The state with the highest probability, \(|01\rangle\), leads to the best of the four approximations, namely the one with binary representation \(0.01\), i.e. \(\theta\approx 1/4\). To get a better approximation, we take \(n=3\) which leads to the following probabilities:

Code
n = 3
pe = phase_est(u, n)
in_state = Statevector.from_int(1, 2**(n+1)) 
out_state = in_state.evolve(pe)
prob_dict = out_state.probabilities_dict()
states = list(prob_dict.keys())
first_states = [s[:-1] for s in states]
probs = [prob_dict[s] for s in states]
sns.barplot(x=first_states, y=probs)
<AxesSubplot:>

The highest probability leads us to the binary representation \(0.011\), which gives the approximation \(\theta\approx 3/8\).

The following plot shows the (decimal) approximations that the phase estimation circuit produces for \(2\leq n\leq 12\). Each point corresponds to a possible state obtained by measuring the first \(n\) qubits in the output of the phase estimation circuit. The size of each point corresponds to the state’s probability, and only those states with probability greater than one percent are shown. We can see that the estimates obtained are indeed approaching the true value \(\theta=1/3\).

Code
def scatter_phase_estimates(u, input_int=0, qubit_size=12, rare=0.01): 
    '''
    Produces a scatter plot of the phases estimates.
    '''
    u_size = u.num_qubits
    num_qbits = []
    probs = []
    thetas = []
    for n in range(2, qubit_size + 1):
        pe = phase_est(u, n)
        in_state = Statevector.from_int(input_int, 2**(n+u_size)) 
        out_state = in_state.evolve(pe)
        out_state.draw('latex')
        prob_dict = out_state.probabilities_dict()
        states = list(prob_dict.keys())
        num_qbits += [n for s in states if prob_dict[s] > rare]
        probs += [prob_dict[s] for s in states if prob_dict[s] > rare]
        thetas += [int(f'{s[:-u_size]}', base=2)/2**n for s in states if prob_dict[s] > rare]
    graph = sns.scatterplot(x=num_qbits, y=thetas, size=probs)
    graph.set_xlabel( "n" , size = 12 )
    graph.set_ylabel( "Estimate of theta (decimal)" , size = 12 )
    plt.show()

scatter_phase_estimates(PhaseGate(2*pi/3), input_int=1)

Honest phase estimation: when we don’t already know the eigenvalue

So far we have looked at what the phase estimation circuit does to an input of the form \(|0\rangle^{\otimes n}\otimes|x\rangle\) where \(|x\rangle\) is an eigenvector of \(U\).
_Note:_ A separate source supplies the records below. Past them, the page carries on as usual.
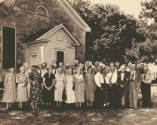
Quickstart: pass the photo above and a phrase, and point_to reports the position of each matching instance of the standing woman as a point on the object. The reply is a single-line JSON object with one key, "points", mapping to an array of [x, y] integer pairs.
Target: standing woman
{"points": [[99, 80], [133, 86], [146, 88], [69, 81], [27, 71], [90, 87], [59, 87], [22, 81], [36, 88], [9, 95], [48, 82], [79, 88]]}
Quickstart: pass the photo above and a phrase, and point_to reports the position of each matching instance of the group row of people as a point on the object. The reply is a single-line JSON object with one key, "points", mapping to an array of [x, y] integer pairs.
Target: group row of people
{"points": [[111, 85]]}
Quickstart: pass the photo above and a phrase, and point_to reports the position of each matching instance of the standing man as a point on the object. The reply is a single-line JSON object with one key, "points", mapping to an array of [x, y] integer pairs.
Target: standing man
{"points": [[124, 86], [134, 86], [114, 98], [146, 87]]}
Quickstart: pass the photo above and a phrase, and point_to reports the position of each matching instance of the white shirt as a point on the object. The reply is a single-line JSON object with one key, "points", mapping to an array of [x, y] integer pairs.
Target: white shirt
{"points": [[99, 79], [114, 77], [122, 76], [108, 78], [133, 75]]}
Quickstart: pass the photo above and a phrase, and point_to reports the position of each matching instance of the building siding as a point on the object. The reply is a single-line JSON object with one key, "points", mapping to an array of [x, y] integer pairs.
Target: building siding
{"points": [[50, 49], [28, 24]]}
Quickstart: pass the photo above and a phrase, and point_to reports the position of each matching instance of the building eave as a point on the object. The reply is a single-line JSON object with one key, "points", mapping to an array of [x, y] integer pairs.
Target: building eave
{"points": [[76, 17]]}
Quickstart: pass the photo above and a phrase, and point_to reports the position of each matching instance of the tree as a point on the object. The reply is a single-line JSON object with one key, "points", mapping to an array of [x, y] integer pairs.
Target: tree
{"points": [[114, 34], [148, 48]]}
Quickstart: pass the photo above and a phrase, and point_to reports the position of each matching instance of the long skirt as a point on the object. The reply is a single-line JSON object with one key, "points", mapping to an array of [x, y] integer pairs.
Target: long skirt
{"points": [[48, 95], [36, 94], [146, 94], [58, 93], [114, 96], [105, 93], [79, 93], [22, 95], [124, 94], [99, 98], [133, 95], [10, 93]]}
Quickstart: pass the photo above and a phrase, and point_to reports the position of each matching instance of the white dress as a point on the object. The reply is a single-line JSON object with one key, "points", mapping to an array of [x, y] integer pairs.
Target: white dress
{"points": [[69, 89], [59, 87], [22, 95]]}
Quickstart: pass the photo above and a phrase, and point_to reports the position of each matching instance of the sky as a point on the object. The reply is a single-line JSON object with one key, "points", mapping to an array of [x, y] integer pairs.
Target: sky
{"points": [[132, 7]]}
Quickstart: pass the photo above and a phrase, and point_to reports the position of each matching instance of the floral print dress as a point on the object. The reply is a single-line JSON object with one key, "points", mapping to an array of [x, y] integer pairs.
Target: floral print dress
{"points": [[36, 88]]}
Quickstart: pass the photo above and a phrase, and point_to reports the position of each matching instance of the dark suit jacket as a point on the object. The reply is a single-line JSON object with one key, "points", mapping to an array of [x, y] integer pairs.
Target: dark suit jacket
{"points": [[125, 80]]}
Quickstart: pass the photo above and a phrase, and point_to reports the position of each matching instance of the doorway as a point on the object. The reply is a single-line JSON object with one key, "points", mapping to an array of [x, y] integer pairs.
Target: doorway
{"points": [[60, 57], [9, 46]]}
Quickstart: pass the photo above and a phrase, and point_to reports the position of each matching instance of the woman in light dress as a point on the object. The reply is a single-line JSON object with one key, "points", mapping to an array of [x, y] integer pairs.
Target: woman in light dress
{"points": [[9, 95], [70, 94], [36, 88], [59, 87], [22, 81], [79, 87], [90, 87]]}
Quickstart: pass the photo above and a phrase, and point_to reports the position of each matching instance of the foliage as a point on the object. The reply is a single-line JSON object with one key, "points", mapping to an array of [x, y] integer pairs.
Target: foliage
{"points": [[114, 35]]}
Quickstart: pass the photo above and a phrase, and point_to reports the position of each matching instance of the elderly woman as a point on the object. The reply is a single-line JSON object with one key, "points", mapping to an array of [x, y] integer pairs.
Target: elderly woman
{"points": [[21, 79], [48, 83], [69, 80], [90, 87], [79, 88], [99, 80], [146, 87], [59, 87], [9, 95], [36, 88]]}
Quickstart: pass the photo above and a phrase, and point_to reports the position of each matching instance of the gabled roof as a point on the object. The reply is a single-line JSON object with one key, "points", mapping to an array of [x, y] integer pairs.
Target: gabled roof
{"points": [[44, 37], [76, 17]]}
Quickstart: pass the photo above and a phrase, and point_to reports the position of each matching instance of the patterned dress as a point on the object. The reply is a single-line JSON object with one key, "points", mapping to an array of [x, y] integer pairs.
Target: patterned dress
{"points": [[10, 88], [59, 87], [22, 95], [48, 94], [79, 88], [69, 79], [36, 88], [90, 87]]}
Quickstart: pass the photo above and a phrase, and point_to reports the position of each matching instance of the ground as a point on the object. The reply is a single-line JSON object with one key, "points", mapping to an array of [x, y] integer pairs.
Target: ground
{"points": [[140, 116]]}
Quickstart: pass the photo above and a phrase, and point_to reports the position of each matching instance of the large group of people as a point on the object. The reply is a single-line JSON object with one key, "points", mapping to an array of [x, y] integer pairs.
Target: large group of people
{"points": [[101, 85]]}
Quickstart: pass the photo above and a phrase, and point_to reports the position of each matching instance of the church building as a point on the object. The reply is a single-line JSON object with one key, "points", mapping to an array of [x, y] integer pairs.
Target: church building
{"points": [[38, 31]]}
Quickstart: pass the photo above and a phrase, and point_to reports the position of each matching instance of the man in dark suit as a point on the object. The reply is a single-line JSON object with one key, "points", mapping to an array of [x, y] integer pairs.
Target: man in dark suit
{"points": [[123, 81]]}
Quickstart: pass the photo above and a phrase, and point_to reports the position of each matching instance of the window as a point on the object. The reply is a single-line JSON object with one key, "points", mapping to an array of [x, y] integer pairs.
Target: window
{"points": [[9, 46], [41, 11]]}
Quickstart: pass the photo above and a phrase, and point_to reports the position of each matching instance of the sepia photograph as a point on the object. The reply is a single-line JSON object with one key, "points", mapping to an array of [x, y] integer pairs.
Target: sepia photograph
{"points": [[78, 62]]}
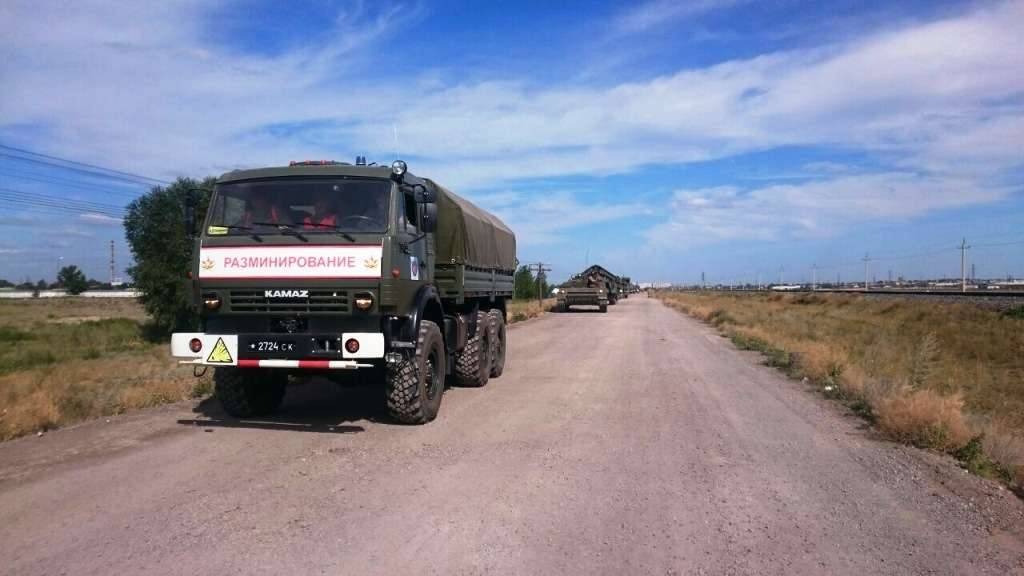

But hang on, if we know an eigenvector \(|x\rangle\) for \(U\), we can just compute \(U|x\rangle\) to determine the corresponding \(\theta\). Phase estimation is only useful if it can determine (an estimate) for the phase without already knowing eigenvectors. Luckily, since \(U\) is unitary it is diagonalizable (by a Spectral Theorem). In other words, \(U\) admits a basis of eigenvectors. In particular, for any vector \(|x\rangle\) we can write \[ |x\rangle = \alpha_1|x_1\rangle+\alpha_2|x_2\rangle+\cdots+\alpha_m|x_m\rangle \tag{6}\] where \(|x_1\rangle,\ldots,|x_m\rangle\) are all eigenvectors of \(U\). Thus, if we run \(|x\rangle\) through the phase estimation circuit will have the effect of running all the eigenvectors that appear in 6, weighted depending on the \(\alpha_i\)’s. For example, let \(U\) denote the gate corresponding to the following (essentially randomly chosen) circuit:

Code
u = QuantumCircuit(2)
u.h(0)
u.ch(0,1)
u.p(pi/6, 0)
u.cp(pi/8, 1, 0)
u.cy(0,1)

u.draw(output='mpl', reverse_bits=True)

Since \(U\) corresponds to a \(4\times 4\) matrix, we know \(U\) has at most 4 distinct eigenvalues. Let \(|x\rangle=|00\rangle\) (which is not an eigenvector of \(U\)). The following shows the phase estimates obtained from the phase estimate circuit by inputting \(|0\rangle^{\otimes n}\otimes|x\rangle=|0\cdots0\rangle\) for various values of \(n\)

Code
u = u.to_gate()
scatter_phase_estimates(u)

Note that after some initial noise, the phase estimates stabilize at 4 different values. These are the four values of \(\theta\) corresponding to the 4 distinct eigenvalues of \(U\). As this example illustrates, the process of quantum phase estimation really can be used to discover eigenvalues of a unitary matrix.